PPDB oh PPDB
Usai sudah masa penantian hasil PPDB ( Pendaftaran Peserta Didik Baru). Dua anak saya bisa masuk sekolah negeri di Kota Malang. Sejatinya, saya juga bukan negeri minded. Kalau ingin ke swasta ya gpp. Ke negeri ya gpp. Sebagai ortu, saya hanya menfasilitasi mereka.
Meski yang saya rasakan adalah pontang panting sendiri karena suami bekerja di luar kota. Anak-anak ingin mencoba sekolah negeri dengan nilai mereka. Ketika ada waktu luang, saya dan suami mengajaknya melihat SMPN di rayon yang ingin dipilihnya.
Jadi ia juga bisa melihat sekolah itu secara nyata. Ia juga bisa memperkirakan jauhnya dari rumah. Setelah itu ia bisa menyimpulkan sendiri. Ini cara paling fair daripada melarang di sekolah ini itu defan alasan jauh tapi anak tidak tahu dimana letak sekolahnya.
Kalau suami saya lebih senang anak-anak sekolah yang tak jauh dari rumah karena masih SMP. Ibu saya juga dulu begitu ketika saya diterima di sebuah SMPN yang agak jauh dari sekolah. Ibu menyekolahkan ke SMP dekat rumah. Saya tinggal jalan kaki saja. Ibu saya juga tidak khawatir karena SMP itu dekat tempat bude saya mengajar.
Jadi dia juga bisa mengawasi saya. Anak kedua saya juga akhirnya mau masuk ke SMPN dekat rumah. Kalau naik gojek Rp 3000 karena go pay. Dari rumah berjarak 1,7 km. Yang penting anaknya mau sekolah dulu. Jadi, saat pendaftaran jalur wilayah hari kedua, ia saya ajak ke sekolah itu. Ternyata dia juga bertemu teman2 SD-nya.
Pengumuman akhirnya muncul, Kamis (6/7/2017). Ia cuma bergeser dua kali sampai akhirnya final. Setelah itu saya langsung daftar ulang. Saat hati saya senang, saya juga melihat ibu-ibu yang sedih karena anak-anaknya tergeser rangkingnya. Kalau saya lihat di web saat itu , nilai ujian sekolahnya kecil meski sudah ditambah nilai rapor.

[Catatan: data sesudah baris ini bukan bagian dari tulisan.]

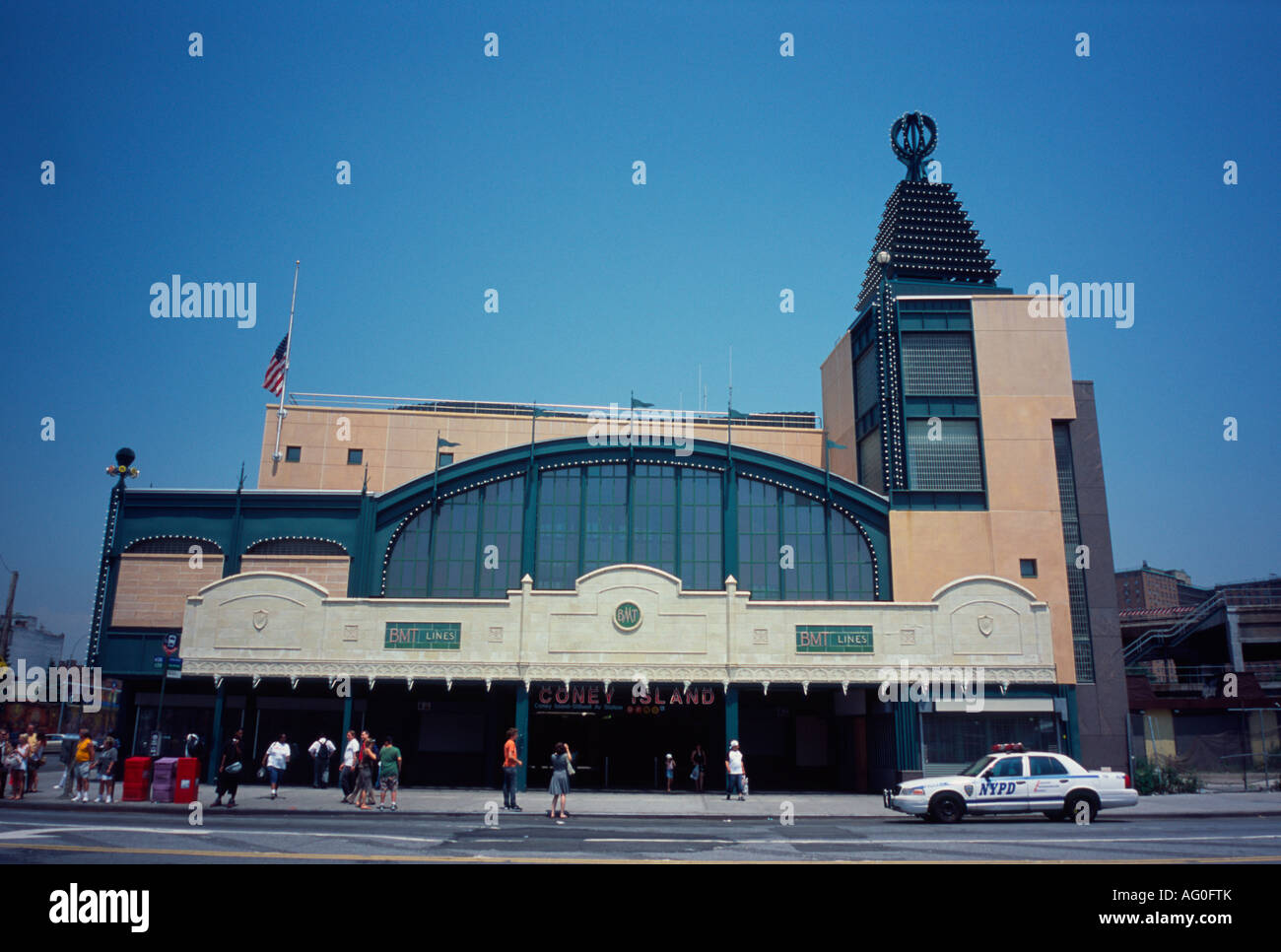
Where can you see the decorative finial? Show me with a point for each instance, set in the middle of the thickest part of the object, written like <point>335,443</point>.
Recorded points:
<point>913,137</point>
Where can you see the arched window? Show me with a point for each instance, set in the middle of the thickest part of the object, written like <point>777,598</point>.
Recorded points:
<point>295,547</point>
<point>790,546</point>
<point>782,547</point>
<point>477,546</point>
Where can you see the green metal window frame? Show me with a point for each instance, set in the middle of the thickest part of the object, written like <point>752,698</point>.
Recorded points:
<point>575,508</point>
<point>1083,641</point>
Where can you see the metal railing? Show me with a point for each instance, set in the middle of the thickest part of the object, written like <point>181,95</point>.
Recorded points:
<point>1195,675</point>
<point>1183,627</point>
<point>798,419</point>
<point>1141,646</point>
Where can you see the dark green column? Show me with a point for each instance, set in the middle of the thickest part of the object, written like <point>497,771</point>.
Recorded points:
<point>523,739</point>
<point>1071,729</point>
<point>216,742</point>
<point>908,735</point>
<point>346,715</point>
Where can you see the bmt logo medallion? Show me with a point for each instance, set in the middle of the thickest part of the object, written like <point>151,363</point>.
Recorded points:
<point>627,618</point>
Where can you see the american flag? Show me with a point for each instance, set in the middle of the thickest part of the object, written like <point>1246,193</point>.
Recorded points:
<point>274,376</point>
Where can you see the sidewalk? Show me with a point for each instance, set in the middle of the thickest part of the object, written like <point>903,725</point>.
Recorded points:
<point>255,798</point>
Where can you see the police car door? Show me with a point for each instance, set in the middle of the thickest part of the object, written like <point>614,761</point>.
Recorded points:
<point>1003,788</point>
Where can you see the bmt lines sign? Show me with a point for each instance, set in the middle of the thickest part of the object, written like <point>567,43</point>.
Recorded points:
<point>834,640</point>
<point>446,636</point>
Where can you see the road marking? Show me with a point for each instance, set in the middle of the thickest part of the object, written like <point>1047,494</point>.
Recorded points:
<point>593,860</point>
<point>641,840</point>
<point>1066,841</point>
<point>43,831</point>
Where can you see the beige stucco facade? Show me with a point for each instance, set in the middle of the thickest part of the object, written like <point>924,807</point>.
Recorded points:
<point>400,444</point>
<point>274,624</point>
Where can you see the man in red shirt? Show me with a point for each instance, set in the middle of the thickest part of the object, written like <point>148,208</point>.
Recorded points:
<point>510,761</point>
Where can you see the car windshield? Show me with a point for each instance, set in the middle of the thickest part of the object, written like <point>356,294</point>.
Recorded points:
<point>978,767</point>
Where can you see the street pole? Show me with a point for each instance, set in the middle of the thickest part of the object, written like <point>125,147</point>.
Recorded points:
<point>7,632</point>
<point>165,677</point>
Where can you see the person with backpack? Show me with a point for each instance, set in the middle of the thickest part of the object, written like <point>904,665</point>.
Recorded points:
<point>734,772</point>
<point>320,752</point>
<point>350,764</point>
<point>38,742</point>
<point>389,764</point>
<point>67,758</point>
<point>230,768</point>
<point>106,761</point>
<point>16,765</point>
<point>366,772</point>
<point>276,760</point>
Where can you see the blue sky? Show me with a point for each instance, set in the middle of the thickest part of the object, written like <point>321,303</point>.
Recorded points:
<point>515,173</point>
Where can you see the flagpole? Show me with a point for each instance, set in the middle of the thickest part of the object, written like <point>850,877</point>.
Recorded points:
<point>533,421</point>
<point>281,413</point>
<point>431,523</point>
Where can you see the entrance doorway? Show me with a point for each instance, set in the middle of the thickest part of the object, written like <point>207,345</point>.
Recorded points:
<point>620,741</point>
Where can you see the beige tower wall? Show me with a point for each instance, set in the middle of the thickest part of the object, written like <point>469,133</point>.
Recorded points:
<point>838,408</point>
<point>1025,384</point>
<point>152,588</point>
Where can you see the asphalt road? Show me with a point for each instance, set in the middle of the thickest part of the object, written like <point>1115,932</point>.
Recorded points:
<point>36,837</point>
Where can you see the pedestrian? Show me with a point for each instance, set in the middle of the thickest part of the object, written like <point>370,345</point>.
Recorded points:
<point>388,772</point>
<point>17,764</point>
<point>320,752</point>
<point>231,764</point>
<point>366,772</point>
<point>37,741</point>
<point>67,755</point>
<point>84,764</point>
<point>106,761</point>
<point>5,755</point>
<point>510,761</point>
<point>559,786</point>
<point>734,772</point>
<point>276,759</point>
<point>347,774</point>
<point>699,759</point>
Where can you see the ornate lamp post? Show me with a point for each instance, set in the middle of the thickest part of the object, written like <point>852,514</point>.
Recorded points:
<point>123,469</point>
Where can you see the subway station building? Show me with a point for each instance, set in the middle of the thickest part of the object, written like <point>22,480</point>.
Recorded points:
<point>439,571</point>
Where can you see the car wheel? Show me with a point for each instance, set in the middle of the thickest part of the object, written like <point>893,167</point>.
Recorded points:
<point>1072,799</point>
<point>947,807</point>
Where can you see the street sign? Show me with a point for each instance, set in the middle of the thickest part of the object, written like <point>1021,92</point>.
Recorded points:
<point>174,668</point>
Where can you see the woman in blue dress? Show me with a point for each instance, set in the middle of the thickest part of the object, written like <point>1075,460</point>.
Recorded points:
<point>559,786</point>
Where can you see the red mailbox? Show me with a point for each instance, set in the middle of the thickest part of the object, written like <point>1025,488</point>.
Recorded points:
<point>137,778</point>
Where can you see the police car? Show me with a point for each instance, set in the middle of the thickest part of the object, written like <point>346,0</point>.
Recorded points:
<point>1013,781</point>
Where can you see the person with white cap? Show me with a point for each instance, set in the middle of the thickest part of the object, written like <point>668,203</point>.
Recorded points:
<point>734,772</point>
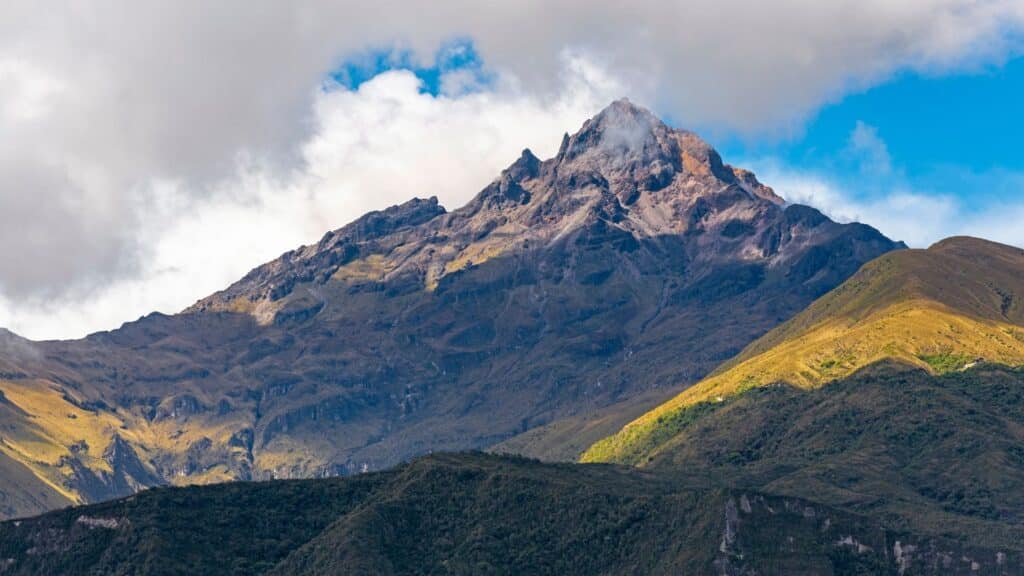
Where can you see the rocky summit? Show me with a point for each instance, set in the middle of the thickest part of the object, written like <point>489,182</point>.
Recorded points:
<point>634,260</point>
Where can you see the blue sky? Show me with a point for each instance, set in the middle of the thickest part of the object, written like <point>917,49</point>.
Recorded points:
<point>946,139</point>
<point>161,171</point>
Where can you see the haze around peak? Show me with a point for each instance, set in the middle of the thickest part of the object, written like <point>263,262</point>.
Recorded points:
<point>161,171</point>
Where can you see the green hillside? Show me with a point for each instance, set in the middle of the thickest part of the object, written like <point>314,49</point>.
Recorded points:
<point>943,310</point>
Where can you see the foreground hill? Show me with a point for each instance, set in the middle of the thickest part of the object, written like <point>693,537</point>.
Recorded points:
<point>926,434</point>
<point>633,259</point>
<point>470,513</point>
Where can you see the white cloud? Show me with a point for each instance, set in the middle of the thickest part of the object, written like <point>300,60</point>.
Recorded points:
<point>920,218</point>
<point>128,125</point>
<point>379,146</point>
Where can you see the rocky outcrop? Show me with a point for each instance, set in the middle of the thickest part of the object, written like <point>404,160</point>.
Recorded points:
<point>635,258</point>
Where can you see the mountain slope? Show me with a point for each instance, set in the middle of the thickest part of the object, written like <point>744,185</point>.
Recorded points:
<point>470,513</point>
<point>944,309</point>
<point>890,397</point>
<point>633,259</point>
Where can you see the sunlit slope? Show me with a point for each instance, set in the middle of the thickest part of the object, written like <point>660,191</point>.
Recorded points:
<point>943,310</point>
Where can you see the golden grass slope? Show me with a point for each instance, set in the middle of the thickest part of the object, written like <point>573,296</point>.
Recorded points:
<point>943,309</point>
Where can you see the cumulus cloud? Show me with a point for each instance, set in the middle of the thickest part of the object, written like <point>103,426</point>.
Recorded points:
<point>130,127</point>
<point>378,146</point>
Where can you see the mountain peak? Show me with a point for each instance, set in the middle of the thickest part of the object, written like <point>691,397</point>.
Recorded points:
<point>622,130</point>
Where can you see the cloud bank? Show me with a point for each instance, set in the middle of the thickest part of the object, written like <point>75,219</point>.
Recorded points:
<point>153,152</point>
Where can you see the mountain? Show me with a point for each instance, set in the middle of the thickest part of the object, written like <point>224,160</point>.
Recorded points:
<point>899,395</point>
<point>471,513</point>
<point>634,260</point>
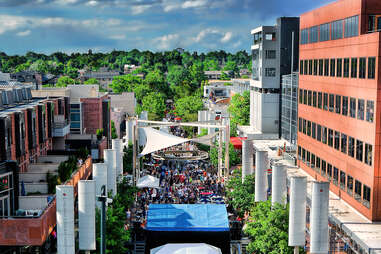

"Sekolah ndek ndi maneh, anakku? Apa sekolah swasta juga melihat nilainya karena di sini saja sudah tergeser," tutur ibu itu ketika saya melintas hendak melihat papan pengumuman. Hati saya rasanya teriris. "Kasihan ya. Ibu itu pasti bingung menyekolahkan anaknya dengan nilai ujian sekolah kecil," kataku pada Jasmine.
Belum lagi soal biaya masuk sekolah nanti. Karena saya juga ibu, saya tahu peningnya mengatur keuangan di keluarga. Beruntung kami sama-sama bekerja. Sehingga bisa ditanggung bersama. Nah, satu anak sudah klir sekolahnya.
Satu lagi waktu itu juga pening memikirkan peringkatnya di sebuah jurusan di SMKN. Maklum, usai mendaftar 3 Juli 2017, peringkatnya geser-geser terus. Saya sampai agak pesimis. Menunggu pengumuman 7 Juli 2017 terasa lama sekali. Sebab hari kedua dan ketiga juga geser terus. Sampai akhirnya bertahan di pèringkat 30 dan final.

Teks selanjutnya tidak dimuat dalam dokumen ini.